Il globetrotter Giuseppe Conte, dopo essere stato per lungo tempo un fantasma in politica estera, in questi giorni continua a ritmo serrato il suo tour internazionale con lo scopo di affrontare la crisi libica e per cercare di evitare all'Italia un ruolo marginale in un'area strategica per il nostro Paese. Ci riuscirà? Non sarà facile. L'essersi svegliati così in ritardo per affrontare l'emergenza non lascia grandi margini. E poi il premier perde credibilità a ogni passo con i suoi avanti march e «dietrofront», guadagnandosi il soprannome di «avvocato tentenna».
La politica degli annunci, che in Italia può incantare ancora qualcuno, fuori dai nostri confini non ha alcun peso. Ricucire e rimettere insieme relazioni trascurate, quando ormai siamo giunti al redde rationem, sarà forse utile nel medio termine, ma a pochi giorni dalla conferenza di Berlino sulla Libia (guarda caso, sarà Angela Merkel la protagonista) difficilmente produrrà risultati utili per il nostro Paese. È sempre possibile un colpo di scena e mister Giuseppi ce la mette tutta, come ha fatto ieri al Cairo quando ha annunciato, dopo l'incontro con il presidente egiziano al-Sisi, di essere disponibile a inviare soldati italiani in Libia, nell'ambito di un'operazione di peace monitoring, cioè di monitoraggio del cessate il fuoco. Militari italiani in quell'inferno? Conte mette le mani avanti: «L'unica soluzione sostenibile è quella politica, ogni tentazione di imporre l'opzione militare è destinata al fallimento e comunque inaccettabile. Ci devono essere le condizioni di sicurezza», ha detto, senza specificare chi mai potrebbe garantire quella sicurezza, visto che il generale Haftar non ha voluto firmare a Mosca l'accordo di tregua. Nessuna sorpresa, il leader di Bengasi deve consultarsi con i suoi padrini, cioè Arabia Saudita, Egitto ed Emirati arabi. Ma Conte non si arrende: «L'importante è che ci sia un cessate il fuoco sostanziale», ha sottolineato. Certo, a garantirlo sarà il Cremlino, non altri. «Anche se Haftar non ha firmato, il cessate il fuoco reggerà», ha intimato il ministro degli Esteri russo Sergei Lavrov.

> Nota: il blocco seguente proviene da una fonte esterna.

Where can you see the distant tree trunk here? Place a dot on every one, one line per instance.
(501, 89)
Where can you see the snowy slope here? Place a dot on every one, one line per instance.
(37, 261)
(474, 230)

E l'uomo forte della Cirenaica si piegherà. Che accadrà dopo? Molti si aspettano che dalla conferenza di Berlino qualcuno tiri fuori il coniglio dal cilindro. Conte ripeterà che l'Italia è pronta a mandare i suoi soldati «se ci saranno le premesse come ha detto ieri e riusciremo a dare un indirizzo politico alla crisi libica. Ma non manderemo uno solo dei nostri ragazzi se non in condizioni di sicurezza e in un contesto politico molto chiaro».
Il premier italiano, inoltre, ha bisogno del voto del Parlamento. Non a caso ieri sera ha voluto incontrare i capigruppo di tutte le forze politiche per trovare una linea univoca su crisi libica e Irak. Mossa encomiabile ma che mette in luce una grande debolezza. D'altronde, Conte non riesce a tenere unita neppure la sua maggioranza, figuriamoci tutti i partiti o l'intero Paese L'opposizione però non fa sconti e ha continuato a martellare il governo. «Se Conte e Di Maio avessero fatto bene il loro lavoro la conferenza si sarebbe tenuta a Roma e non a Berlino», ha dichiarato la parlamentare di Forza Italia Deborah Bergamini, che aveva invitato il suo partito a disertare l'incontro con Conte. E Annamaria Bernini, presidente dei senatori Fi, ha incalzato: «Prefigurare l'invio di soldati in Libia, come ha fatto Conte, è stata una mossa prematura e inutile: la politica estera non si fa con le improvvisazioni». La Lega ha lanciato un segnale al premier non facendo partecipare i capigruppo di Camera e Senato ma due parlamentari, mentre anche Fratelli d'Italia ha espresso le sue perplessità con il capogruppo dei deputati Francesco Lollobrigida. C'è infatti la consapevolezza che il nostro ruolo ininfluente venga chiassosamente allo scoperto a Berlino e che l'opposizione, aiutando il premier, veda ricadere anche su di sé il fallimento della politica estera italiana e non sui veri responsabili, cioè la maggioranza rossogialla.
Così, Conte in serata è costretto al dietrofront, dicendo che è contrario all'intervento militare ma a favore dell'invio di «capitale umano», senza specificare che cosa significhi. Il ministro degli Esteri Luigi Di Maio, invece, ha preferito glissare su una possibile missione in Libia. Insomma, nessun risultato. Giusto per continuare a non contare nulla nello scacchiere internazionale.